Hollywood a-t-il encore des secrets pour nous ? Voilà une bonne question. En jetant un œil aux années passés, difficile d'y répondre par la positive. Les bandes-annonces sont toujours plus explicites, les nouveaux concepts de plus en plus limpides, quand les plans des studios pour les 5 années à venir ne nous sont pas annoncés fièrement. Et une fois l'excitation du moment passée, difficile de maintenir nos envies et nos attentes, en témoignent les exemples de la phase 3 de Marvel Studios, annoncée d'une traite, ou de Batman v Superman, en production depuis plus de 2 ans maintenant. On aurait donc pu ouvrir l'année en déclarant haut et fort que l'industrie Hollywoodienne n'a définitivement plus de secrets pour nous  - d'ailleurs, cherche-elle encore à en avoir ? Et bien, à en croire l'entrée fracassante d'un certain 10 Cloverfield Lane dans les têtes, l'envie de nous surprendre est encore bien vivace chez quelques acteurs du système Hollywoodien.

Chronique d'une promo' millimétrée 

Rappel des faits : vendredi dernier, nous commencions la journée avec l'annonce puis le trailer d'un projet pour le moins atypique, qui répond au nom de 10 Cloverfield Lane. Un titre étrange mais tout à fait conscient, puisqu'il nous renvoie directement au film de monstres de Matt Reeves, sorti en 2008 après une très belle campagne de promotion. Et ma foi, sa suite, ou du moins son spin-off - nous y reviendrons - a choisi de prolonger cette stratégie faite de guerilla marketing. En effet, le métrage n'a pas tout de suite fait l'objet d'une annonce officielle. Il s'est d'abord contenté d'accrocher son premier (et sans doute unique) trailer aux séances de 13 Hours, le prochain Michael Bay, jeudi dernier aux Etats-Unis. Une tactique savante, puisque les spectateurs en attente de leur dose d'explosions ont tout de suite eu le réflexe smartphone pour évoquer l'existence d'une bande-annonce annonçant une suite à Cloverfield, succès d'estime qui a malgré tout marqué une génération de spectateurs, qui jusqu'alors n'étaient pas habitués à un marketing pareil, du moins pour un film.
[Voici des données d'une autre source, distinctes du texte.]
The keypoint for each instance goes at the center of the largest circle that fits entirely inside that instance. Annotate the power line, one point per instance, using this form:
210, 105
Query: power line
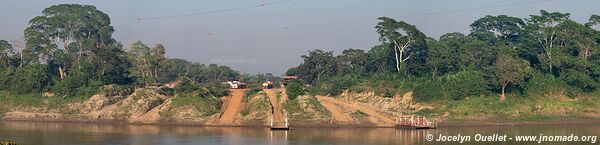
206, 12
356, 21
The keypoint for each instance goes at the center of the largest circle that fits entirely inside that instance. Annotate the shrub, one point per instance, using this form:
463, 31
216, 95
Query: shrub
185, 86
339, 84
117, 90
464, 84
540, 84
294, 89
429, 90
29, 78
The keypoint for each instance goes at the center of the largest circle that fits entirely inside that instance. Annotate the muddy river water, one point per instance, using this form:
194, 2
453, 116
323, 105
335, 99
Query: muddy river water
81, 133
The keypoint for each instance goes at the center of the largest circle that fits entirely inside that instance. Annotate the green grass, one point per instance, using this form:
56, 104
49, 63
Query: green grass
245, 111
359, 114
31, 100
204, 105
261, 103
293, 107
514, 108
312, 100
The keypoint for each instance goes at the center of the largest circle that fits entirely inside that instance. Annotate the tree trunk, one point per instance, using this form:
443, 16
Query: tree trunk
61, 72
396, 54
502, 97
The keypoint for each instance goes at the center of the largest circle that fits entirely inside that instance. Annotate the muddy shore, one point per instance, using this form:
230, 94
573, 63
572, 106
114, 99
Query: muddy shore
471, 123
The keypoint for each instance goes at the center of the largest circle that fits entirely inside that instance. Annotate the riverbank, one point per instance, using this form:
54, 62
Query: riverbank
453, 123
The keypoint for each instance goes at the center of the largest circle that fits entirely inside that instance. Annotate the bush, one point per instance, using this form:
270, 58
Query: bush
252, 90
464, 84
186, 86
540, 84
339, 84
294, 89
26, 79
117, 90
76, 85
429, 90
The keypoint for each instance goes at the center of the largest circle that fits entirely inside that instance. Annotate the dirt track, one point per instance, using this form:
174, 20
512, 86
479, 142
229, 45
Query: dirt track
233, 106
336, 112
278, 116
335, 106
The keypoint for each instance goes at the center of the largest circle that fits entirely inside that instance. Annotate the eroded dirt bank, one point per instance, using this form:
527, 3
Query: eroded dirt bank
148, 106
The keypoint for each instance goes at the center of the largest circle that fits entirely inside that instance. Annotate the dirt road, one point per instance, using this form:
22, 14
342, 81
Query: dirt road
233, 106
333, 104
278, 115
336, 112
Un hashtag #Cloverfield2 très tendance plus tard, Paramount embrayait sur une annonce officielle, dégainant une date de sortie, un poster et bien-sûr, la bande-annonce en question, et ce après avoir laissé filer les différentes vidéos filmant le trailer partout sur le web. Célébrant le marketing du leak, le studio a laissé les spectateurs promouvoir le film eux-mêmes avant d'offrir au reste du monde la preuve formelle de l'existence d'un second Cloverfield, qui commençait à chatouiller tous les cinéphiles ultra-connectés. Une promotion en deux temps qui joue avec talent sur les différentes habitudes des internautes, de la rumeur persistante aux trailer "bootleg" en passant par les hoaxes bien corsés, pour mieux délivrer les sceptiques quelques heures plus tard. Que vous ayez ou non participé à l'effort de promotion, vous voilà donc intéressés au projet. Et c'est déjà une grande réussite pour Paramount, qui avec cette stratégie, s'attire bien plus de crédit qu'une suite tardive de Cloverfield pouvait espérer en mériter. Il faut dire que le timing est parfaitement millimétré. Ceux qui s'intéressent au marketing ou on pu l'étudier n'auront aucun mal à le remarquer : l'annonce est participative, fulgurante, et la récompense immédiate : un trailer plutôt bien foutu et une date de sortie toute proche de nous, en mars prochain. La hype n'aura pas le temps de s'écrouler que le film sera déjà sur nous, en somme, et avec tous ses secrets. Car à bien y regarder, la discrétion du projet ne se limite pas à sa promotion.

Le subterfuge est total

Déjà, on peut se demander pourquoi un Cloverfield 2 vient toquer à nos portes en 2016, soit près de dix ans après le premier opus. Ce n'est pas comme si le film originel avait généré un fandom capable de mener automatiquement une suite vers un succès incroyable. Mais c'est peut-être là tout le génie de l'opération : après tout, un film plus culte ou plus médiatisé aurait forcément engendré une suite sous le feu des projecteurs. Or huit ans et quelques oublis plus tard, la perspective d'un second Cloverfield devient intrigante, là où elle aurait pu être totalement ringarde ou tardive. Et pour la Paramount, le calcul n'est pas spécialement mauvais non plus. Le film de Matt Reeves avait ramené 170 millions de dollars au box-office mondial, avec un budget qui n'excédait pas les 25 millions de billets verts. Une belle performance, seulement, ce genre de tentatives, comme le soulignaient Lucas et Spielberg il y a quelques années, sont de plus en plus rares à Hollywood, qui ne produit plus que de très petites ou de très grosses productions, mais rien entre les deux. 10 Cloverfield Lane semble vouloir combler les vides, et s'assure déjà un certain succès avec une promotion originale et ambitieuse, qui jouera de toute évidence en sa faveur.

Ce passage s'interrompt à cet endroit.